Retail Resilience Index lists top performing UK High Streets

Cambridge and Guildford top the list of the UK’s most resilient retail locations, according to new research from Cushman & Wakefield, which ranks the viability and performance of 250 High Streets outside Central London.

Online sales coupled with rising business rates have made survival on the traditional high street increasingly challenging for retailers in the UK over the past decade. The latest Cushman & Wakefield research report UK High Streets: Dead or Alive? groups the top performing locations as well as those struggling for survival.

The focal point of the report is the Retail Resilience Index, a ranking of 250 towns based on 22 economic, demographic and retail property metrics, most of which have been tracked over a 10-year period, providing a rounded analysis of town performance. These metrics include retailer demand, leisure spend, floor space density, rental change as well as broader economic indicators such as house prices, catchment demographics, business survival rates and tourism spend.

Towns have been ranked according to each variable, with the final placing calculated from the sum of the individual rankings. Locations have then been assigned a Town Tier (1 to 5, of which 1 is the highest) based on their overall ranking, to enable a comparison with similar locations.

On an individual town basis, Cambridge, Guildford, Bath, Chichester and Oxford are the High Streets that have shown the greatest resilience over the last decade. Conversely, Hamilton, Llandudno, Newport, Greenock, Ramsgate and Kilmarnock prop up the list of 250 sites.

The report highlights a number of towns as having performed better than expected. Cirencester in Gloucestershire, for example, ranks higher than locations of equal size due to its robust performance on variables relating to the business environment as well as the Quality of Life index.

Elsewhere, despite being 71st on the list, the small town of Marlow in Buckinghamshire ranks in first place for both rental growth and retailer demand, benefitting from a wealthy, albeit small, catchment. Further down the ranking, a lack of investment and pressure from competing centres has hindered Gloucester’s performance over the last decade.
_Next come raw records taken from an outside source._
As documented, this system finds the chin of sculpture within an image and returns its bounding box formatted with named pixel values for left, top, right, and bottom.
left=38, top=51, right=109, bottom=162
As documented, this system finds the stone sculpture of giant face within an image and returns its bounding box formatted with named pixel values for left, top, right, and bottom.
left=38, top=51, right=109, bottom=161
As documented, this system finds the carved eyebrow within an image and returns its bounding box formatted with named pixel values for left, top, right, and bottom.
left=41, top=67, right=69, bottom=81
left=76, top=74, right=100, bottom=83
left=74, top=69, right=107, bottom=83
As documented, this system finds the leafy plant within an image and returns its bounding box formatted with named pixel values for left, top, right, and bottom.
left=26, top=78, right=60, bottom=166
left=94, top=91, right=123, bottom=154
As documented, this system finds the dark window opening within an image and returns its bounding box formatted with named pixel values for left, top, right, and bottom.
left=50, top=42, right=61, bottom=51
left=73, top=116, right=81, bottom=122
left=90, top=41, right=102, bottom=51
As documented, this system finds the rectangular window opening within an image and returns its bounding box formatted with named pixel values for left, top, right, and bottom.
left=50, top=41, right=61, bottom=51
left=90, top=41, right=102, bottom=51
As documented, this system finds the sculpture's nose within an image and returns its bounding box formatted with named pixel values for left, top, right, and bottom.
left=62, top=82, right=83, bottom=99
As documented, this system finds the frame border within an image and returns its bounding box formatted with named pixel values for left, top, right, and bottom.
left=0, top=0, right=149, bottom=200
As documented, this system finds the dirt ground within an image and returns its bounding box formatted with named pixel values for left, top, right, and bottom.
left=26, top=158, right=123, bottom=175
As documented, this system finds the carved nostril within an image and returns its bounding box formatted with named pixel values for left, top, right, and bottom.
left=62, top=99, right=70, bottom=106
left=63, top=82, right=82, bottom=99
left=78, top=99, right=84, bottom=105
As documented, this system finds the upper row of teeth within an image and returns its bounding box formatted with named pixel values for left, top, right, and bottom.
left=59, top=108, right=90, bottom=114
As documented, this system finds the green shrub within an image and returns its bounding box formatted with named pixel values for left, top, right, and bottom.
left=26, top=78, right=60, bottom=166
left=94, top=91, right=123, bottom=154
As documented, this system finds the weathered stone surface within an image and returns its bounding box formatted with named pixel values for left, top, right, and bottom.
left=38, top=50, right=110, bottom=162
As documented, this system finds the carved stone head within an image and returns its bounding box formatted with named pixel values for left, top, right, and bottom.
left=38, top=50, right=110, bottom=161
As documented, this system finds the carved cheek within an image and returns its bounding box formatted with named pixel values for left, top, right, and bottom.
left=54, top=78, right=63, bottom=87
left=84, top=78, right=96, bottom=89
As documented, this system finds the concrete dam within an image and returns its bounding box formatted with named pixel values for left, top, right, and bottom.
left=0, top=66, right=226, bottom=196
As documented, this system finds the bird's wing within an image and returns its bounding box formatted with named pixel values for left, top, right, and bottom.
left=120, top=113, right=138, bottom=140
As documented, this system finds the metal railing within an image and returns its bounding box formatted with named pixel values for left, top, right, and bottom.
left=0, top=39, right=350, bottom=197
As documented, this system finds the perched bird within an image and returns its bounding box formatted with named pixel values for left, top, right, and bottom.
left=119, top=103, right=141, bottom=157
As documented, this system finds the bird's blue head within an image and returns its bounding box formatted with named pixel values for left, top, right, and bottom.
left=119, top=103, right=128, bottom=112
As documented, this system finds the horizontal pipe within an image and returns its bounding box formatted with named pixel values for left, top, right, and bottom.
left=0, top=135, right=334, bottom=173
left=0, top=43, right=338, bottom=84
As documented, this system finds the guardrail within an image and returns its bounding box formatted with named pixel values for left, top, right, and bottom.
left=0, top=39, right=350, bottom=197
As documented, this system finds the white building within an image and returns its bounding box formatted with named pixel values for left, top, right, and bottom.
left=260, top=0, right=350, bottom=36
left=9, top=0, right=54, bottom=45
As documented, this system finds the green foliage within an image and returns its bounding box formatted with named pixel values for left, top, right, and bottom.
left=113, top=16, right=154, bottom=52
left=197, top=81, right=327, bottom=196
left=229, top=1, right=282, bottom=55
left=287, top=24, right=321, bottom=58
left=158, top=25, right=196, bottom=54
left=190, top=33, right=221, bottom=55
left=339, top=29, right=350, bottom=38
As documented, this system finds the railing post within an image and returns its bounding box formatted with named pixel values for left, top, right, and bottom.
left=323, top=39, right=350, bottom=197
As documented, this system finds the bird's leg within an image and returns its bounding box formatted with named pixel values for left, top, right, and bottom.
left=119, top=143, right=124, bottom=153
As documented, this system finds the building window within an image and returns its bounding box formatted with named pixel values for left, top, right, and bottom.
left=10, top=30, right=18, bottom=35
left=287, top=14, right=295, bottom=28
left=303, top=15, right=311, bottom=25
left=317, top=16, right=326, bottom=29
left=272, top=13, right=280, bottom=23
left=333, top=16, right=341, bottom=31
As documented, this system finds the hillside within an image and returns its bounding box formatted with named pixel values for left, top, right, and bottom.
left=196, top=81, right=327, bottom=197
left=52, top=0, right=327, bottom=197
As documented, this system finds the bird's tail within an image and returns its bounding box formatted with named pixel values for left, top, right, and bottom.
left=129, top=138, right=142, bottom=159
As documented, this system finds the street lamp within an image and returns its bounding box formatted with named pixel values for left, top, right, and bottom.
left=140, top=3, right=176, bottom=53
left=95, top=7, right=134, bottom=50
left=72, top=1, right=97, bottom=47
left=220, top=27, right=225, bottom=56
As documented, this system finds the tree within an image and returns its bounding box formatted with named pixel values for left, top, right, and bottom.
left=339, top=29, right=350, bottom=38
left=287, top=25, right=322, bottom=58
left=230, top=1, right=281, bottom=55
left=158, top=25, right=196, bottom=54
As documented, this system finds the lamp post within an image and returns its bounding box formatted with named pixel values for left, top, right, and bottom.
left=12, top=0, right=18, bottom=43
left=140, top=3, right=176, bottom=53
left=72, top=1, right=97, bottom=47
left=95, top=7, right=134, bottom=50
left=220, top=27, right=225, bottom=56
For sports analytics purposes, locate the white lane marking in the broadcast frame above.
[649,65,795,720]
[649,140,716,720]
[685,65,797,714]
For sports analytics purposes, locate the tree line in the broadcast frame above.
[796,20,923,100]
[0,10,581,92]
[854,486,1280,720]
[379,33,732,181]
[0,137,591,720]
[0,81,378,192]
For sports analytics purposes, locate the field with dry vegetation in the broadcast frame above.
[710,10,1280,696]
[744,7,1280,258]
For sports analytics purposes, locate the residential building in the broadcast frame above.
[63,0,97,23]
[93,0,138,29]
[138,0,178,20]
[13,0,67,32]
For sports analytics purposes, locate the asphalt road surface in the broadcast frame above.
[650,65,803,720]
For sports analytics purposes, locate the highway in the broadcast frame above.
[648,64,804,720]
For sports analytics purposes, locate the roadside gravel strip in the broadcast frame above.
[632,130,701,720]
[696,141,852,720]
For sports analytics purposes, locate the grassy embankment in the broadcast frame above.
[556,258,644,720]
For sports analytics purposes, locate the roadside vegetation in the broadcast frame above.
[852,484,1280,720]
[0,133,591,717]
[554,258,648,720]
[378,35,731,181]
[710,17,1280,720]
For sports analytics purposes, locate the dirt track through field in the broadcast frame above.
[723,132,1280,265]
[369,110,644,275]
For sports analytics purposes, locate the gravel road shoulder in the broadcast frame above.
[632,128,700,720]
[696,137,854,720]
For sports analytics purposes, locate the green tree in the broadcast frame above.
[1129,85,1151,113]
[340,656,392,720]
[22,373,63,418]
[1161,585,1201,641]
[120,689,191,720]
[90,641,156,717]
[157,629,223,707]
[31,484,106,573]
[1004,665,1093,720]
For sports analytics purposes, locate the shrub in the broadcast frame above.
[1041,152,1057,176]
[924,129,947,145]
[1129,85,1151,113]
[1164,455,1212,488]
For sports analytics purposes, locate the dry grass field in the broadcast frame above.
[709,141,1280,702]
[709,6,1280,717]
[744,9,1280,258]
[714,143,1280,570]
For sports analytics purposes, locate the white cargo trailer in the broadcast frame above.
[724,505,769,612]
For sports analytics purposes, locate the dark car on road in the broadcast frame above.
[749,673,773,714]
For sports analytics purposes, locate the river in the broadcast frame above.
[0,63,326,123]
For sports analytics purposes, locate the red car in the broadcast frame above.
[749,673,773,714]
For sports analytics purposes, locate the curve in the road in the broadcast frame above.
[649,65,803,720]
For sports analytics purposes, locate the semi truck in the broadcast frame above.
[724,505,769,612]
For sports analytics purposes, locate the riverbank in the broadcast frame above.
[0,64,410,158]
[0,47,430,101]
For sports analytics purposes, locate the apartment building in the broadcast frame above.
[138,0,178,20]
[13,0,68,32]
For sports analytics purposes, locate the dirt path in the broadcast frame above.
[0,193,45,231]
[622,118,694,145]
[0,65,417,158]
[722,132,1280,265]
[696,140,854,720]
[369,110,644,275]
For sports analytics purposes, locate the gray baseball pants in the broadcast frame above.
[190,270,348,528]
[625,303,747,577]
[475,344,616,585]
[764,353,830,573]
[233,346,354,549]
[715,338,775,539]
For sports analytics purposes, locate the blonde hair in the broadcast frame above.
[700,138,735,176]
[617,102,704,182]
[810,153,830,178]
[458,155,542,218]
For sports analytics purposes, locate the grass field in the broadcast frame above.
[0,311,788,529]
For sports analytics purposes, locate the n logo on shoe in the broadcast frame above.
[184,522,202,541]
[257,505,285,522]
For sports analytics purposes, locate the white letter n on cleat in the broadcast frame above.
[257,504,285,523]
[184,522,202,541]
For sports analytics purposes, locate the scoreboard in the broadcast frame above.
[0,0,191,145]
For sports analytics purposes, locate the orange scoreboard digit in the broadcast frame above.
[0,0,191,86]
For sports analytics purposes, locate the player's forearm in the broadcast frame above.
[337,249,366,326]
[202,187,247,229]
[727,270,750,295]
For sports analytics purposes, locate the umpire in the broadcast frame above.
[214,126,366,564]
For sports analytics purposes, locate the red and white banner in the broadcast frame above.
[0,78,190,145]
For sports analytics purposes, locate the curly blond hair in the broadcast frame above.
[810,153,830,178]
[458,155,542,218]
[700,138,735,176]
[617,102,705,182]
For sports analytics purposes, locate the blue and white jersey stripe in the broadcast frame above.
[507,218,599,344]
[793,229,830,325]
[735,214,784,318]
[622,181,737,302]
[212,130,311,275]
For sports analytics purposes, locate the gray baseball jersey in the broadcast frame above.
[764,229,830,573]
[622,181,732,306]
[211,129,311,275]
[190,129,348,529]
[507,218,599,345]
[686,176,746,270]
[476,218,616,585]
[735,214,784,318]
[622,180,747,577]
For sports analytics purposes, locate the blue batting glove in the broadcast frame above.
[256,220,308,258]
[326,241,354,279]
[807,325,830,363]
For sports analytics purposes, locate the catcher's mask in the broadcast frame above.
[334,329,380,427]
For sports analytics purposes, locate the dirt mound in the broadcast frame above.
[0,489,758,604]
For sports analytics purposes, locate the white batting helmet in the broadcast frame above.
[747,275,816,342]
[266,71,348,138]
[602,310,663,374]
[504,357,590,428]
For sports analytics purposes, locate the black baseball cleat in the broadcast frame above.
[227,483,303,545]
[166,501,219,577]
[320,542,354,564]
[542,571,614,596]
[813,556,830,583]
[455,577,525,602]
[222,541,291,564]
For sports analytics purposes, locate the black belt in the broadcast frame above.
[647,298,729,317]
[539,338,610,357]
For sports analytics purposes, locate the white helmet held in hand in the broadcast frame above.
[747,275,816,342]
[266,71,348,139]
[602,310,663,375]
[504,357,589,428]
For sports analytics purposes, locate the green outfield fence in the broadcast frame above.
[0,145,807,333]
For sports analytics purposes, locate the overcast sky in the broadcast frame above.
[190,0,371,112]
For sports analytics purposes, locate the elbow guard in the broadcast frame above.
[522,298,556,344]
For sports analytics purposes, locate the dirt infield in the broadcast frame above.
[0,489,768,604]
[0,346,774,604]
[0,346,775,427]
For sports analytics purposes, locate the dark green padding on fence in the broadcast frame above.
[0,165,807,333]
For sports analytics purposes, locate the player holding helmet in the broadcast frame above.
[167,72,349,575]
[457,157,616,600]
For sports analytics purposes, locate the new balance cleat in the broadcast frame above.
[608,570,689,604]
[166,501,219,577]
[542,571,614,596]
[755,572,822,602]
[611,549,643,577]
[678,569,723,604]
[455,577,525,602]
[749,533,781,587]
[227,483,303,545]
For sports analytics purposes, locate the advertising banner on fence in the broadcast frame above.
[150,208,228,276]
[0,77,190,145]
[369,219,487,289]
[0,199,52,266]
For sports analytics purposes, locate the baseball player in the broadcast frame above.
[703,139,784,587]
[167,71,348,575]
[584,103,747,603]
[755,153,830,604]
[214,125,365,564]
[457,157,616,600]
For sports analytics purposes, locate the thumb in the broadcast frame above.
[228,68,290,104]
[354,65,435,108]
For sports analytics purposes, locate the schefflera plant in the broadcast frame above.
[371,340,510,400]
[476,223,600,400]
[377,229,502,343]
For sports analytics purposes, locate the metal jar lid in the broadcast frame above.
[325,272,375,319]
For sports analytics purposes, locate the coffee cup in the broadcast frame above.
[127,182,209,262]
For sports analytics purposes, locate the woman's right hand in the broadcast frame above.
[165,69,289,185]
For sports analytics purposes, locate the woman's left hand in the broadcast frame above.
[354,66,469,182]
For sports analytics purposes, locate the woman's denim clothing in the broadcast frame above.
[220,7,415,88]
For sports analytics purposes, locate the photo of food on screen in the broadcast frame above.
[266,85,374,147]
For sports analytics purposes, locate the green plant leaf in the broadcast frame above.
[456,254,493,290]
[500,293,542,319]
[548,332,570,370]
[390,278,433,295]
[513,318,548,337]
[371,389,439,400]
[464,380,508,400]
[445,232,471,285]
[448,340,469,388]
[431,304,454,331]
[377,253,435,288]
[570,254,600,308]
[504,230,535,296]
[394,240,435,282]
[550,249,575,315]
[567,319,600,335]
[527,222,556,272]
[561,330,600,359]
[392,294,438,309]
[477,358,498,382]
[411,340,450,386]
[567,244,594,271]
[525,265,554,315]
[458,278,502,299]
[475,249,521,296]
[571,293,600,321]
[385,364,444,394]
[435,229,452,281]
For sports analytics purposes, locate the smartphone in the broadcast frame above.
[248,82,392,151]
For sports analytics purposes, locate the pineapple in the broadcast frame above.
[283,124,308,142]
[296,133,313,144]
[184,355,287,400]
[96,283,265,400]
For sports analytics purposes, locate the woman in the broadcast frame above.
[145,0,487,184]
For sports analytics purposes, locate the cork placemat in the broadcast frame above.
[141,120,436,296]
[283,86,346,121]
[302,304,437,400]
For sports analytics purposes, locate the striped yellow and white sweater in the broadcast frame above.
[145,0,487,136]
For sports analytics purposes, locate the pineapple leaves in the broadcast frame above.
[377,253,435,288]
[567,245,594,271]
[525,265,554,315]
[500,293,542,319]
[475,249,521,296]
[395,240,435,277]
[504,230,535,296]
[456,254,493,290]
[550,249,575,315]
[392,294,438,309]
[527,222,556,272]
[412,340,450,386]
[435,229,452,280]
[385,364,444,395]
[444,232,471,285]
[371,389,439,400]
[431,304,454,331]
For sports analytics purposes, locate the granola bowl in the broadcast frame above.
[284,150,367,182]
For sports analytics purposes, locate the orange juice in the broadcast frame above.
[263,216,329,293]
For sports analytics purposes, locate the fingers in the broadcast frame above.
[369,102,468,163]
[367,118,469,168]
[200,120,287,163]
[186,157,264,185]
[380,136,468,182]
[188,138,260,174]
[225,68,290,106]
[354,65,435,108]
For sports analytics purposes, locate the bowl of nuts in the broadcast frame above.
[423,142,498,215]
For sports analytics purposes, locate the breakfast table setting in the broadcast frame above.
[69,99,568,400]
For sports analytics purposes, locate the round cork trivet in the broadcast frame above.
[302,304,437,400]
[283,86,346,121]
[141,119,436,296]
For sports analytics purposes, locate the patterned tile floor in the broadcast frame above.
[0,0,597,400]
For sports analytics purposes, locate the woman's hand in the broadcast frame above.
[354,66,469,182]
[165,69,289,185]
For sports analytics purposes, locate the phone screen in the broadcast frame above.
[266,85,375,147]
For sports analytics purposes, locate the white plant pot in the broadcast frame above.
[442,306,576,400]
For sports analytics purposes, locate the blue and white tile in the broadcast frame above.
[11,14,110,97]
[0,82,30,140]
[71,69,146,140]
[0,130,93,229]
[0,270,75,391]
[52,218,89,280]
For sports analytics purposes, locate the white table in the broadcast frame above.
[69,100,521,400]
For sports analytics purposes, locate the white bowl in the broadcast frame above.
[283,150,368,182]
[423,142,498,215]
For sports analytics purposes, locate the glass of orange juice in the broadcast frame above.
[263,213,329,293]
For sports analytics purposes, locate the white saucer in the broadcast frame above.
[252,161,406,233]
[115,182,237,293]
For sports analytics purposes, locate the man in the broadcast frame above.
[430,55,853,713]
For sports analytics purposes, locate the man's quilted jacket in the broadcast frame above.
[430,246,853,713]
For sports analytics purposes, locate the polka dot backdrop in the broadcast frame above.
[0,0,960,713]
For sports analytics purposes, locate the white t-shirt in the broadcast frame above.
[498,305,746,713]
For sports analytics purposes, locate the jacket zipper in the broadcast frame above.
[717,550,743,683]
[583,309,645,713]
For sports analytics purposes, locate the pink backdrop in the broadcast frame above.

Other key findings from the report included the following:

  • Half of destinations in the top two Tiers are located within the South East and Greater London.
  • Only 19 of the 250 high street locations in the analysis recorded rental uplift over the 10-year period. In the worst-performing towns, rents have rebased by as much as 45%.
  • Commercial property investment volumes in Tier 1 towns were 367% higher than Tier 5 between 2007 and 2017, compared with 109% between 1999 and 2006.
  • Comparison tourist spend in Tier 1 towns is 694% higher than for towns in Tier 5.
  • House prices in the Home Counties, which account for almost 40% of all locations in Tiers 1 and 2, rose by 44% over the 10-year period to the end of 2017, compared with a national average rise of 24%.
  • Residents in Tier 1 towns are most likely to make a purchase online.
  • Leisure spend densities (£ per sq ft) are the highest in Tier 2 locations.
  • The number of passengers travelling through railway stations in Tier 1 towns increased by 60% over the 10-year period compared with 46% for towns in Tiers 4 and 5.